Based on what we know about the development of other complex, intelligent, and slow to mature species, these early experiences, particularly relations with parents and siblings, are likely to be very important to the healthy development and successful fledging of the chicks.  It’s nearly impossible for a hand-rearer to mimic such complex interactions throughout the day and night, whereas a parrot parent will very often do an outstanding job (particularly, it turns out, if it was too was raised by its own parents).

The positives of hand-rearing

Near fledgling Blue and Yellow Macaws

Like nearly everything else with parrots, the reality isn’t so black and white.  In the case of hand-rearing, there are of course instances when one or both parents, for whatever reason, choose not to rear their chicks, or make parenting decisions which threaten the chicks' survival.  Or in some cases, one of the parents is unable to care for the young.
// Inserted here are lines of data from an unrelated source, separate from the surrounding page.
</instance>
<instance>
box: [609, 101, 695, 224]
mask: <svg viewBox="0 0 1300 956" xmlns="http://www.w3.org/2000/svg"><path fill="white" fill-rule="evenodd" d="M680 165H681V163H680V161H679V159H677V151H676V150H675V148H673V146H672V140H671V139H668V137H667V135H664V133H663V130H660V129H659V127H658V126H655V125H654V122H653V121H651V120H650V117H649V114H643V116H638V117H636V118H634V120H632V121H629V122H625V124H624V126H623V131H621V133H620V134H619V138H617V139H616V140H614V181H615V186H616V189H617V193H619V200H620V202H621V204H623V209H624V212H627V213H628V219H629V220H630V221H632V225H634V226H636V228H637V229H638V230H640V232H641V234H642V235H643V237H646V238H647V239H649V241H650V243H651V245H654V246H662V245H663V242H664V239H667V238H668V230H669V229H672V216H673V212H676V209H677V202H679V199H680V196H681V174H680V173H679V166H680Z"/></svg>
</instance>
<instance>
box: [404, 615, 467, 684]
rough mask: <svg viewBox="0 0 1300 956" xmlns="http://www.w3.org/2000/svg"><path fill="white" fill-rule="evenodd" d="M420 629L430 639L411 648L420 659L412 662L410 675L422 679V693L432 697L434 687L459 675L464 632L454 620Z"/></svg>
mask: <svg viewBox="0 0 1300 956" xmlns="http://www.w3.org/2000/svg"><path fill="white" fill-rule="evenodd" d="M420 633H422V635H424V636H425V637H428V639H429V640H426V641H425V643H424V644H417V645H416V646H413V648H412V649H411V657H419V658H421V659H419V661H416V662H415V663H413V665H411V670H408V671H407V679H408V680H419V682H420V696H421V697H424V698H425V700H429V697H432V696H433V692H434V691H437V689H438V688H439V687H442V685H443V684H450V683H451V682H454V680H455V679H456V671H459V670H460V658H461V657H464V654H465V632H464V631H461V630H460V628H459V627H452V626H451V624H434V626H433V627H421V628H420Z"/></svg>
In these instances, very often it becomes essential for the chicks to be pulled from the nest and hand-fed, or left in the nest and given supplementary feeding.  There is ample evidence that such birds, particularly if socialized well through fledging and independence, can grow to be happy and healthy parrots.

One final detail worth thinking about regardless of whether a parrot is hand-reared or parent-reared is that for nearly all parrot species, companion birds will consume a diet which bears only the faintest resemblance to what birds of the same species would eat in the wild.  While of course this matters from a nutritional standpoint, there are other issues as well.  One has to do with the phenomenally complex chemistry of wild tree seeds, fruits, buds, and bark, and the other has to do with their structure.  Studies of wild parrots which sample the foods in chicks’ crops generally find a complex and coarse collection of ingredients – whole seeds with hard shells, insects, bark, soil, and other contents, none of which one is likely to find in a companion chick’s crop whether it’s fed by a human or its parent.  In light of this, not only should parrot parents rear their chicks whenever possible, caregivers should be providing the adult parrots with as diverse and complex a collection of foods as they can manage, which will enable the parents the choice to feed their chicks the best possible combination of foods.

In sum, there are advantages for both methods of raising chicks, but in general a parrot is the best parent for a parrot youngster.